Certes, chacune de ces entités remplit un rôle important dans son domaine. Toutefois, l’absence d’un pilotage stratégique unifié et d’une autorité centrale spécifiquement dédiée à l’action sociale et à la solidarité nationale limite considérablement leur efficacité. Cette situation engendre plusieurs conséquences, notamment :
une dilution des responsabilités ; des lenteurs dans la mise en œuvre des interventions ;
une gestion non rationalisée des ressources humaines, matérielles et financières ;
une absence de capitalisation des actions ; un impact social limité malgré l’ampleur des moyens mobilisés ; une perte de confiance des bénéficiaires ;
ainsi qu’un suivi-évaluation et une traçabilité insuffisants.
Dès lors, dans le sillage du Pres et dans une logique de rationalisation des politiques publiques, il devient impératif de repenser en profondeur le cadre institutionnel du secteur social. La création d’un ministère du Développement social et des solidarités, doté de compétences élargies et de moyens renforcés, apparaît comme une nécessité stratégique incontournable. Un tel ministère permettrait :
de regrouper les structures existantes sous une autorité unique (Dgpsn, Dgas, Dgdce, Fsn, etc.) ;
de piloter la politique sociale de manière transversale et intégrée, prenant en compte les filets sociaux, l’inclusion économique, l’autonomisation et la résilience communautaire ;
de renforcer la territorialisation des actions sociales, en s’appuyant sur des relais locaux pertinents ;
de mettre en œuvre des stratégies cohérentes et inclusives de protection des groupes vulnérables (enfants, personnes âgées, personnes vivant avec un handicap, femmes en situation de précarité, etc.) ;
de promouvoir une approche fondée sur les droits humains, la justice sociale et l’autonomisation durable des populations.
Le développement social ne saurait plus être relégué au second plan. Il constitue un levier fondamental de stabilité nationale, de paix sociale et de progrès inclusif. Les objectifs du Pres convergent d’ailleurs avec ceux de la Stratégie nationale de développement à l’horizon 2029, notamment en matière de lutte contre la pauvreté, de résilience des ménages, de développement communautaire et d’équité sociale et territoriale.
La création du ministère du Développement social et des solidarités permettrait ainsi de traduire ces ambitions en actes, en cohérence avec les priorités nationales.
Il convient de souligner que ce plaidoyer ne vise nullement à remettre en cause les efforts existants, mais plutôt à capitaliser sur les acquis. Une telle refondation offrirait l’opportunité de fédérer les expertises et de renforcer les synergies. Ainsi, la Dgas, forte de son expérience dans la protection sociale et l’encadrement des services sociaux, la Dgpsn, innovante dans la mise en œuvre des filets sociaux, la Dgdce, engagée dans le développement communautaire et la promotion de l’équité, ainsi que le Fsn et d’autres acteurs institutionnels pourraient œuvrer ensemble, de manière coordonnée et efficace, au sein d’un dispositif institutionnel unifié.

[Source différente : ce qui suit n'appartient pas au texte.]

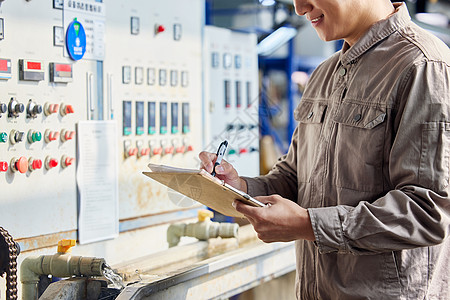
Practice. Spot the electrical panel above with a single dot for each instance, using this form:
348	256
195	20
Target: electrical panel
152	70
43	94
231	96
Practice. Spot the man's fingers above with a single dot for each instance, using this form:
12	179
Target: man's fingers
247	210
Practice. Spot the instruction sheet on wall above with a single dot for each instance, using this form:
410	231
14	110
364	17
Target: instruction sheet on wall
91	14
97	181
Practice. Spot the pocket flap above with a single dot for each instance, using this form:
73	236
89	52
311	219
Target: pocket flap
310	112
361	116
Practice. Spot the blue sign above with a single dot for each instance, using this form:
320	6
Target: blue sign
76	40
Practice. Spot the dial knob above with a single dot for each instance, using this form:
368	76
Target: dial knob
33	109
20	164
34	136
15	108
50	163
34	164
50	108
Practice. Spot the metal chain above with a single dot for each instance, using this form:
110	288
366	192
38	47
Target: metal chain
11	270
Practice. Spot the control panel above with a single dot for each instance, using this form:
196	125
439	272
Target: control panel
231	96
42	97
152	74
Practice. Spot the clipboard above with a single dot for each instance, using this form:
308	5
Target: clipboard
201	186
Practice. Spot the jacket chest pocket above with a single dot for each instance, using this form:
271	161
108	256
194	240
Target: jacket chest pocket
357	157
310	115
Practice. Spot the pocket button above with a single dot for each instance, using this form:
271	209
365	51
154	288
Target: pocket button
357	117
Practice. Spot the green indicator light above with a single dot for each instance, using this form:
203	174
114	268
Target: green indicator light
3	137
139	130
127	131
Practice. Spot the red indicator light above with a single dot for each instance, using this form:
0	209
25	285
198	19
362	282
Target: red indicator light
160	29
36	164
3	65
53	163
33	65
3	166
63	68
243	150
21	165
69	161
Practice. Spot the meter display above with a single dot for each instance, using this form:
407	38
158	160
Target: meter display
127	110
174	119
163	118
139	117
185	117
151	117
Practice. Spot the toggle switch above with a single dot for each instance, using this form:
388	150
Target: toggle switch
168	150
3	166
20	164
141	150
15	108
67	135
66	109
67	161
50	162
50	108
3	109
33	109
180	149
16	136
159	28
243	151
34	136
34	164
3	137
51	136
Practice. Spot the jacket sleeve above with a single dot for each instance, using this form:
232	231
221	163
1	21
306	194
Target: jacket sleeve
416	212
281	180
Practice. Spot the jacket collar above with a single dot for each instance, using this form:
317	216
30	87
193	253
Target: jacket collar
376	33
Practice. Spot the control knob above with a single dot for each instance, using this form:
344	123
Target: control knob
15	108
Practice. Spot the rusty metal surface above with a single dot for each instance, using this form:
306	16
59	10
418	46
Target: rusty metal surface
221	276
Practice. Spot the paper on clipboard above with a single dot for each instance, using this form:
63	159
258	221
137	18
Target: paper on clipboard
201	186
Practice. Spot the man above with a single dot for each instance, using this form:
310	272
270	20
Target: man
364	187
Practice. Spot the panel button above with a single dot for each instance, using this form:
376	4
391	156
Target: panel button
33	109
3	137
15	108
20	164
3	166
50	162
66	109
16	136
34	164
67	161
51	136
34	136
67	135
50	108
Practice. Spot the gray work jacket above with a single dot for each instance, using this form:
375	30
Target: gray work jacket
370	160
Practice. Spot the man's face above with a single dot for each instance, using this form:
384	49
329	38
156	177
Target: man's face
332	19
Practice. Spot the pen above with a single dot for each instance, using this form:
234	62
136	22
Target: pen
220	153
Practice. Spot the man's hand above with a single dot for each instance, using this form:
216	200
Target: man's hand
225	171
281	221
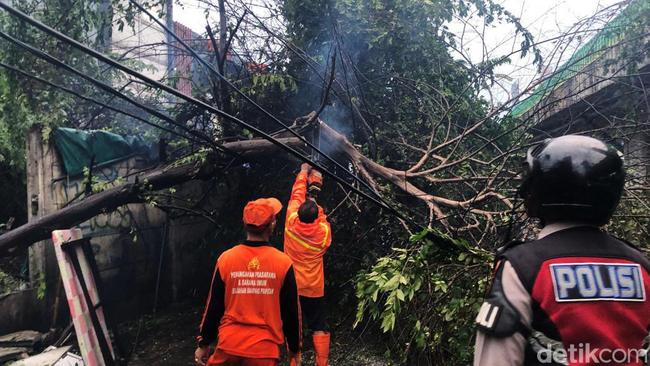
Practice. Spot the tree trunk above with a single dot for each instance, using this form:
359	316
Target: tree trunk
111	199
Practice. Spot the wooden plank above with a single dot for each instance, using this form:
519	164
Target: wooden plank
12	353
44	359
25	338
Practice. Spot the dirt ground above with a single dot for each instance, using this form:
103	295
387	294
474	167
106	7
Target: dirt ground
168	339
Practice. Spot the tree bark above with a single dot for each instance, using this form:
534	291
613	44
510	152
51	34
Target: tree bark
110	199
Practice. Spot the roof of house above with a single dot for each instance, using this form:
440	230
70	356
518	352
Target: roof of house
590	52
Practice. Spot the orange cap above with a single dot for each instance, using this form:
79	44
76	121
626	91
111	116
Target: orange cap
261	211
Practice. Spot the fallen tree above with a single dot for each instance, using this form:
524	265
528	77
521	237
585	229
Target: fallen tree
132	192
174	174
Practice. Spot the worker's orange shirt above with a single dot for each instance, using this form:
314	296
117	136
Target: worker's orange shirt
251	325
305	243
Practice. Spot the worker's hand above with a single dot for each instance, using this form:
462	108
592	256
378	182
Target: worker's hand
295	359
304	167
201	355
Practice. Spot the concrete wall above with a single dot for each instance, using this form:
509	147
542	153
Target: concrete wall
127	243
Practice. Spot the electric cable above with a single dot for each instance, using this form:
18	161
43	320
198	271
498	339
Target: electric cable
90	99
247	98
50	31
102	85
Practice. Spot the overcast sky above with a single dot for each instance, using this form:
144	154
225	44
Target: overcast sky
543	18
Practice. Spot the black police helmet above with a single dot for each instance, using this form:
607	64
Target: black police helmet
573	178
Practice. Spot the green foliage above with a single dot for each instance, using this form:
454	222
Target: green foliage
430	292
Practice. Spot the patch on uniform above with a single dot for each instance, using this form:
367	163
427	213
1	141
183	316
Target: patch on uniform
487	316
597	282
254	264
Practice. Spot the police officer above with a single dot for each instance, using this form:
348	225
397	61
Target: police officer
576	295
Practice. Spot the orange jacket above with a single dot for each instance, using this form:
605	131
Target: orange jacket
305	243
253	303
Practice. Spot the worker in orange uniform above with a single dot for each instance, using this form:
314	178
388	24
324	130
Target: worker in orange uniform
253	302
307	236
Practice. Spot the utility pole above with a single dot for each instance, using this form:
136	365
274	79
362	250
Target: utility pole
223	52
169	19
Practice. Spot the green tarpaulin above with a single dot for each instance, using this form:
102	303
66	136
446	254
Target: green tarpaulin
77	148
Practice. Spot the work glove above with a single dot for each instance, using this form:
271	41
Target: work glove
304	167
315	182
201	355
295	359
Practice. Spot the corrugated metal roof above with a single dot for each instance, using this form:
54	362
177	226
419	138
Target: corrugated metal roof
610	35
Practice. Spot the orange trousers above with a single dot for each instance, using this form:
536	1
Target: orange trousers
220	358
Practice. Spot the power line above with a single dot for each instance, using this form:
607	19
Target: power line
102	85
247	98
50	31
89	99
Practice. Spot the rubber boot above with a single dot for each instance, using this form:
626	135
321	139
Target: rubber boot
321	348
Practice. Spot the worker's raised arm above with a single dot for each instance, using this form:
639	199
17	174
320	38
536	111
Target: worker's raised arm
290	312
214	309
299	190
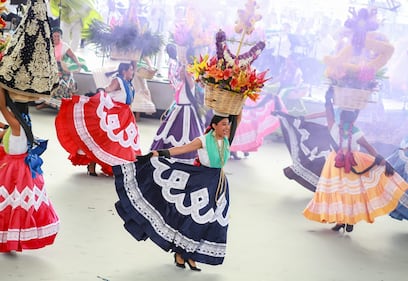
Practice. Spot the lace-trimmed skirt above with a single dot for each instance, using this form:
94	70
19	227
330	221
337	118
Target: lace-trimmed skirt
97	129
349	198
179	207
180	127
27	217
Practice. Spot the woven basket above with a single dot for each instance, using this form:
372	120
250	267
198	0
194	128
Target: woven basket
125	55
145	73
222	100
350	98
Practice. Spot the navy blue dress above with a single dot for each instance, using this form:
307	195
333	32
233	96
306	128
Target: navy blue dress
180	207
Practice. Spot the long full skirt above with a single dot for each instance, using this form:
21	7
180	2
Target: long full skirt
180	127
180	207
27	217
97	129
399	161
349	198
256	123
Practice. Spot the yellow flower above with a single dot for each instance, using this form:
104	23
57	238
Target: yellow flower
198	66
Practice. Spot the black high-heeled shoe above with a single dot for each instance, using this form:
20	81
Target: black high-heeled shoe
234	156
181	265
338	227
193	267
93	174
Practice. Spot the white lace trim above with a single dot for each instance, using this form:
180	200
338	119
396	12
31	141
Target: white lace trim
294	151
158	223
30	233
26	199
108	127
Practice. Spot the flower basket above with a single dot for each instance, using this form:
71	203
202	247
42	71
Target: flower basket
125	55
350	98
222	100
145	73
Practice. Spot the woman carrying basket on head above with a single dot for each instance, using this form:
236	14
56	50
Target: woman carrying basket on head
182	208
353	186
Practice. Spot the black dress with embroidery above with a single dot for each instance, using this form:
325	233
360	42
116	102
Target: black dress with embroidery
29	66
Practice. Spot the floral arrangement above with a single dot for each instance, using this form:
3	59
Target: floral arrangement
233	72
342	69
3	9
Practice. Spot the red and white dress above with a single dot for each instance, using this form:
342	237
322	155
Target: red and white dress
100	129
27	217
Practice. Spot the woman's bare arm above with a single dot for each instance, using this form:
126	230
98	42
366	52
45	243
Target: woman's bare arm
189	147
113	86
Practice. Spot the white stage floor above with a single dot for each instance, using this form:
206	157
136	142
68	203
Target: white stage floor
269	239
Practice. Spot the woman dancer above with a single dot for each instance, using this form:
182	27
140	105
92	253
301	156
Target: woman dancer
181	124
28	219
182	208
101	128
28	69
67	85
353	186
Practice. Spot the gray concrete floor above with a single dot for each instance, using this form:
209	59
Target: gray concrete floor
269	239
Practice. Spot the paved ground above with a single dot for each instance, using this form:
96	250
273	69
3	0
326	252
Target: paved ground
269	239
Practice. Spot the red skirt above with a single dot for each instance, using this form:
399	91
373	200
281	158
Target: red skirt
27	217
97	129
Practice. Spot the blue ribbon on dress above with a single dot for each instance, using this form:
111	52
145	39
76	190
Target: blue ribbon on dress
33	159
130	92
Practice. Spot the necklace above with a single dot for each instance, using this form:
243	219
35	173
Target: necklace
220	149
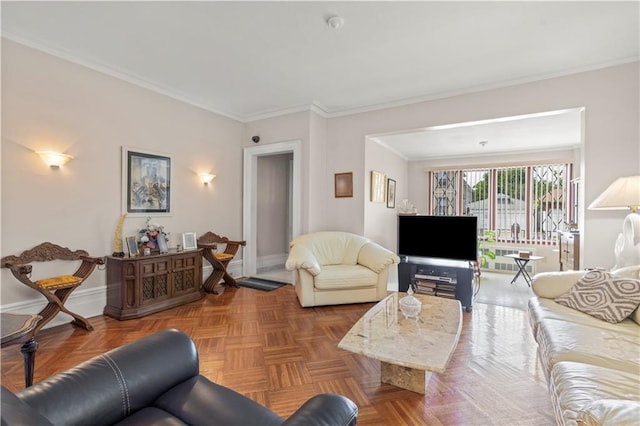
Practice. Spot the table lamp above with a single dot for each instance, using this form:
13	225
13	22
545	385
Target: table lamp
622	194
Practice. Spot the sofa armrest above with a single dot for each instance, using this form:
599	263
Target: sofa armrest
111	386
325	410
302	258
554	284
376	257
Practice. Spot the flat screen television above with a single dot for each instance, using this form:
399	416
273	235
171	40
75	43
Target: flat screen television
438	237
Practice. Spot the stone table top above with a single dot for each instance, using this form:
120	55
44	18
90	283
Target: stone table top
426	343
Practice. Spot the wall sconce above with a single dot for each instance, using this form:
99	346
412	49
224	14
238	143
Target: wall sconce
54	159
205	178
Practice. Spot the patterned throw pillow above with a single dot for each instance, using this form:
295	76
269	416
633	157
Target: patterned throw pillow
603	295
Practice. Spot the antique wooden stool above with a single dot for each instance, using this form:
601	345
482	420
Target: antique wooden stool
219	261
56	289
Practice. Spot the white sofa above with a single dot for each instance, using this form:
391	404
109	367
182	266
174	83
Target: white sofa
592	366
335	268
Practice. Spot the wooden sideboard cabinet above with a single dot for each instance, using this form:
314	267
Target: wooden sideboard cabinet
569	248
139	286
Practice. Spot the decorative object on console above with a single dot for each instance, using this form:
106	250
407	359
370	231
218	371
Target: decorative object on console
132	246
603	296
117	237
378	187
391	193
146	180
189	241
151	236
622	194
54	160
343	185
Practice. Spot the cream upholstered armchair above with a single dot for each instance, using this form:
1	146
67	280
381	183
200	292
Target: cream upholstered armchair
334	268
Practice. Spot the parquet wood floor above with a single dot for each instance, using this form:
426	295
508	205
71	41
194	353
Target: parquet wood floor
265	346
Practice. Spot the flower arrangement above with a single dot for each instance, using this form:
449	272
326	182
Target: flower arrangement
149	234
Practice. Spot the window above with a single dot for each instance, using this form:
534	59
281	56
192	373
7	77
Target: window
521	203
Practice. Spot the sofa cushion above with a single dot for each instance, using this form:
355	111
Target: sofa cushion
540	308
151	416
604	296
560	340
199	401
336	277
593	395
332	247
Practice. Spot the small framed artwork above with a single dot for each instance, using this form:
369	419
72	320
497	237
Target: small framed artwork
343	185
378	187
162	244
189	241
391	193
132	246
146	183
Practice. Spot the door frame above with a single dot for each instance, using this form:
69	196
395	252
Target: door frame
250	196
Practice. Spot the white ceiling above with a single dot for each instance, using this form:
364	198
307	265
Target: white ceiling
249	60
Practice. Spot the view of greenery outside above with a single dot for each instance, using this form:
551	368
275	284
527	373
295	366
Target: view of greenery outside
515	203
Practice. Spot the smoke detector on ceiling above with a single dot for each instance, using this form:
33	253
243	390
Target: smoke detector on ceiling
335	22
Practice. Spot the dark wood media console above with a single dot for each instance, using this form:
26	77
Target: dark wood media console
139	286
437	279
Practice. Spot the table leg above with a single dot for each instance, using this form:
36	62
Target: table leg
404	377
522	264
28	350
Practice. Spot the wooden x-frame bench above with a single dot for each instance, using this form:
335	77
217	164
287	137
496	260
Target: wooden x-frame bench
56	289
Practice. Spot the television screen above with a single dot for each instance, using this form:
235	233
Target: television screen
440	237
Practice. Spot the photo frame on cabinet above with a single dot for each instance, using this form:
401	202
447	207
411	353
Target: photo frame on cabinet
189	241
343	185
162	244
146	183
391	193
378	187
132	246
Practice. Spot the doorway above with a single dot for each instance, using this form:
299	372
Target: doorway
250	196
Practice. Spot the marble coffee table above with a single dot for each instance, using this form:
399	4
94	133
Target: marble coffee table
409	350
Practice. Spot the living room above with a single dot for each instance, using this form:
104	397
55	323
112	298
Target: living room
54	101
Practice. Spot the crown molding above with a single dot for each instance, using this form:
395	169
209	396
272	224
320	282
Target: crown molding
314	106
115	73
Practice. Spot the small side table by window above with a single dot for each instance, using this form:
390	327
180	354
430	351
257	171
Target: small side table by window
522	266
16	329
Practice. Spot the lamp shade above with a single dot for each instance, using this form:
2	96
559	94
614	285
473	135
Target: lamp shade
623	193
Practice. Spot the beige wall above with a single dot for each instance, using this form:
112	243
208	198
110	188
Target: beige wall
611	140
48	103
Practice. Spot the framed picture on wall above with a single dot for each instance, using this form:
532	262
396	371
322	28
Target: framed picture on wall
378	187
343	185
146	183
391	193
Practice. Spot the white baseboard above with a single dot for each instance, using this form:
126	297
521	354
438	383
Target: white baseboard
90	302
270	261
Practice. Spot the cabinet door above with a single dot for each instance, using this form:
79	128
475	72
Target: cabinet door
155	280
186	273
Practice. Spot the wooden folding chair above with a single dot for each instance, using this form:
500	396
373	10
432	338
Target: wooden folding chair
55	289
219	261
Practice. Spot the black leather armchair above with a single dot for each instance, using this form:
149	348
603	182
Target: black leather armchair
154	380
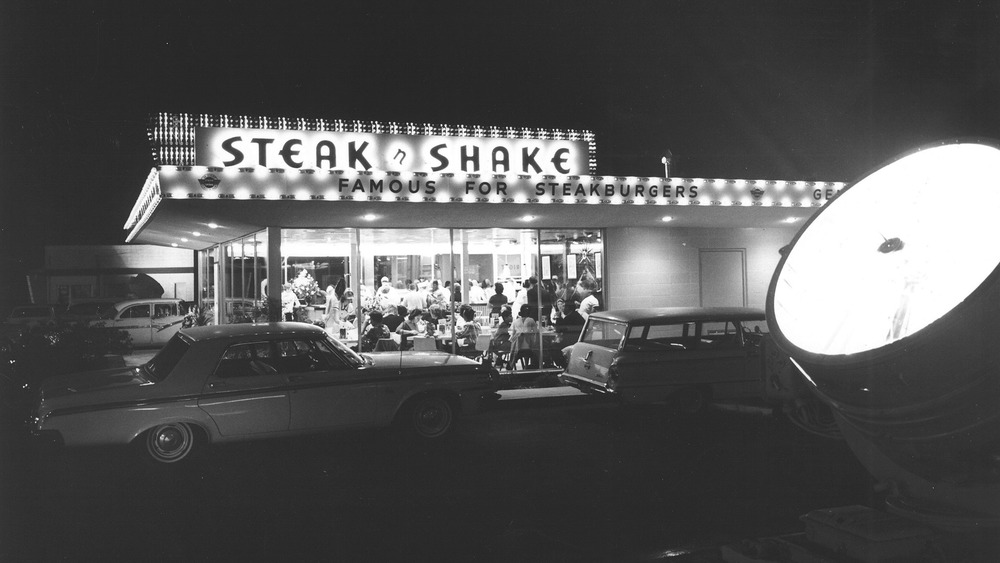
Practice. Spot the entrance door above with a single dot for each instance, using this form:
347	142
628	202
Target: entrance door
723	277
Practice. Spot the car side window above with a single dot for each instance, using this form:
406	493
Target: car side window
165	310
246	359
603	333
136	312
298	355
677	336
724	335
334	356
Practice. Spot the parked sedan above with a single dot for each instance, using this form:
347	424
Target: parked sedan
226	383
149	322
686	356
31	316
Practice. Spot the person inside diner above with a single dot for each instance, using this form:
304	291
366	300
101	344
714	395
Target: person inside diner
334	297
500	342
467	334
570	325
476	294
376	331
523	333
393	316
498	299
586	288
409	328
347	313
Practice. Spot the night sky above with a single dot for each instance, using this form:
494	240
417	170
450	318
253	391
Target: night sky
793	90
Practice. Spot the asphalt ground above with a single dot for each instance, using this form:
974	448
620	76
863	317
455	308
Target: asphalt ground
559	478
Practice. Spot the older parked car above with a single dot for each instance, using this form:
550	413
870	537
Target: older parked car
249	381
686	356
86	310
31	316
149	323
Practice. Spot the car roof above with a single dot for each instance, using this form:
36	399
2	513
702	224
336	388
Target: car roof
238	330
679	314
127	302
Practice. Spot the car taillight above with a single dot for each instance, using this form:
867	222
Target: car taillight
612	382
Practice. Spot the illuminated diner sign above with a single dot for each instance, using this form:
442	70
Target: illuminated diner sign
347	185
329	150
367	146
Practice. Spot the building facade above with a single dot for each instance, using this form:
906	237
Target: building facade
314	202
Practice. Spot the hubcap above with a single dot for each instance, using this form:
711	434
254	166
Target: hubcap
170	443
432	419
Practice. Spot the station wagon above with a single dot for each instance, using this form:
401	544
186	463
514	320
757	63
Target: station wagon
686	356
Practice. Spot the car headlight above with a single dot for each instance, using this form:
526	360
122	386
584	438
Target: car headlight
612	382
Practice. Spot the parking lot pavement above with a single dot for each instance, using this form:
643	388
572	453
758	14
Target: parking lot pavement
561	482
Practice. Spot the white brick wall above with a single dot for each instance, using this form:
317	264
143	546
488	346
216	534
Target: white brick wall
658	267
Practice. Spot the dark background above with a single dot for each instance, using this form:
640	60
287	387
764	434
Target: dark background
777	90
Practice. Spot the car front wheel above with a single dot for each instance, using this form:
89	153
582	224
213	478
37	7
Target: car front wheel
429	417
170	443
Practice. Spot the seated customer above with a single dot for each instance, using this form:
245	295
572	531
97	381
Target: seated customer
522	337
467	335
393	316
498	299
500	343
570	325
376	331
409	328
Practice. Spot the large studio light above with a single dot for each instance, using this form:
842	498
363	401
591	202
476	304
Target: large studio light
888	300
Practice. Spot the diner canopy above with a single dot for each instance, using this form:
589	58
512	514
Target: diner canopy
197	207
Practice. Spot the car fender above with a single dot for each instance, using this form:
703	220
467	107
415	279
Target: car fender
121	425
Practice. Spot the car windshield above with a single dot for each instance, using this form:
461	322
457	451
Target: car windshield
166	359
24	312
604	333
350	355
109	312
89	308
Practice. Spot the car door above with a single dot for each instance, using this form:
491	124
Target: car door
245	395
167	320
724	359
325	391
137	321
592	356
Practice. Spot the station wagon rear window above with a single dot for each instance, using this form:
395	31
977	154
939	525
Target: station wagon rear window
604	333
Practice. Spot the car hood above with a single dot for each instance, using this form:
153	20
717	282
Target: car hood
417	360
91	382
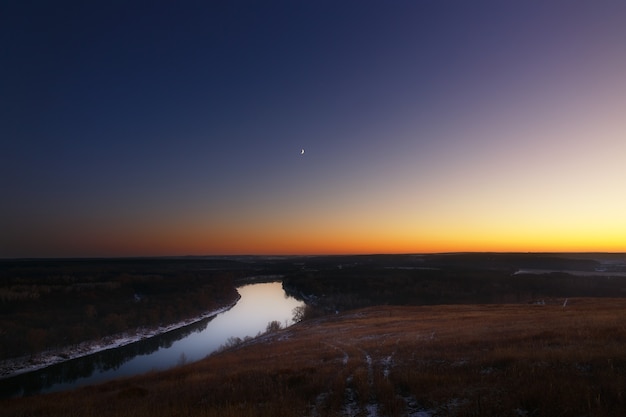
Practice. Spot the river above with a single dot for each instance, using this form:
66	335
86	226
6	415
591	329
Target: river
259	304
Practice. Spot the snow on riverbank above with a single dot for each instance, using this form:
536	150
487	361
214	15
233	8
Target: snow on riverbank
15	366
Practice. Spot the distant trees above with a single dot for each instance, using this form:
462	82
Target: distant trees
56	304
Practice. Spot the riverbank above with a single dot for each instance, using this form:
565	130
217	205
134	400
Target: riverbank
20	365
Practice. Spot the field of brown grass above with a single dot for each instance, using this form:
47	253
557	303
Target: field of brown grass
455	360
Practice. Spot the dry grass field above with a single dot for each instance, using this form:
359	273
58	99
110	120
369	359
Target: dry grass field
457	360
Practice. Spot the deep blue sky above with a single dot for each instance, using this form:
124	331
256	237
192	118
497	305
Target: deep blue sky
141	128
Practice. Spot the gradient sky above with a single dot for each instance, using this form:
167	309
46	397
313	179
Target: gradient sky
146	128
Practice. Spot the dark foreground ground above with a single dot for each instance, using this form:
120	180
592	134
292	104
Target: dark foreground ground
453	360
383	335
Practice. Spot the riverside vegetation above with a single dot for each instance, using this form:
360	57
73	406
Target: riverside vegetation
455	360
364	350
52	304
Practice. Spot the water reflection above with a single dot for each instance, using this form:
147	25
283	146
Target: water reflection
259	305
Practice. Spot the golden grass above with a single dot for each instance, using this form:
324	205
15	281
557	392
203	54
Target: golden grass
461	360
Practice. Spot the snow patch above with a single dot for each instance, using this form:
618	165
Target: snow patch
25	364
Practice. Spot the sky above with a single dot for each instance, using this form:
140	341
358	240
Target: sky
153	128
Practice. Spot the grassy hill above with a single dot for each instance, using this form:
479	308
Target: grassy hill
448	360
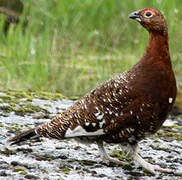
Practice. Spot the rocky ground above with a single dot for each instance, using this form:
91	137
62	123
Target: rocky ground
52	159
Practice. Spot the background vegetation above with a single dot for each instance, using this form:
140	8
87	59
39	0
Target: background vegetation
70	46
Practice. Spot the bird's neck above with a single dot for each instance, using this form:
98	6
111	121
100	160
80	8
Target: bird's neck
158	47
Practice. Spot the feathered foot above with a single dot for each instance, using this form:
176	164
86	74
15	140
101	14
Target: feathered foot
105	158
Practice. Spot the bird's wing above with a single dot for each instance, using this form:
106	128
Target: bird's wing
107	108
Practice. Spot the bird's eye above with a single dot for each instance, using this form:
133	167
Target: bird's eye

Ce changement de paradigme permettrait de bâtir une politique sociale cohérente, inclusive et axée sur les résultats, avec un fort impact social.
Cette contribution s’inscrit dans une démarche citoyenne et constructive. Elle émane d’un professionnel du travail social, témoin direct des vulnérabilités croissantes, des dysfonctionnements institutionnels et des attentes profondes de nos concitoyens. La création d’un ministère du Développement social et des solidarités constituerait un signal politique fort, traduisant la volonté de placer l’humain au cœur de l’action publique.
Elle permettrait de renforcer le capital humain, de soutenir les dynamiques communautaires et de poser les bases d’un Sénégal plus solidaire, plus équitable et plus résilient.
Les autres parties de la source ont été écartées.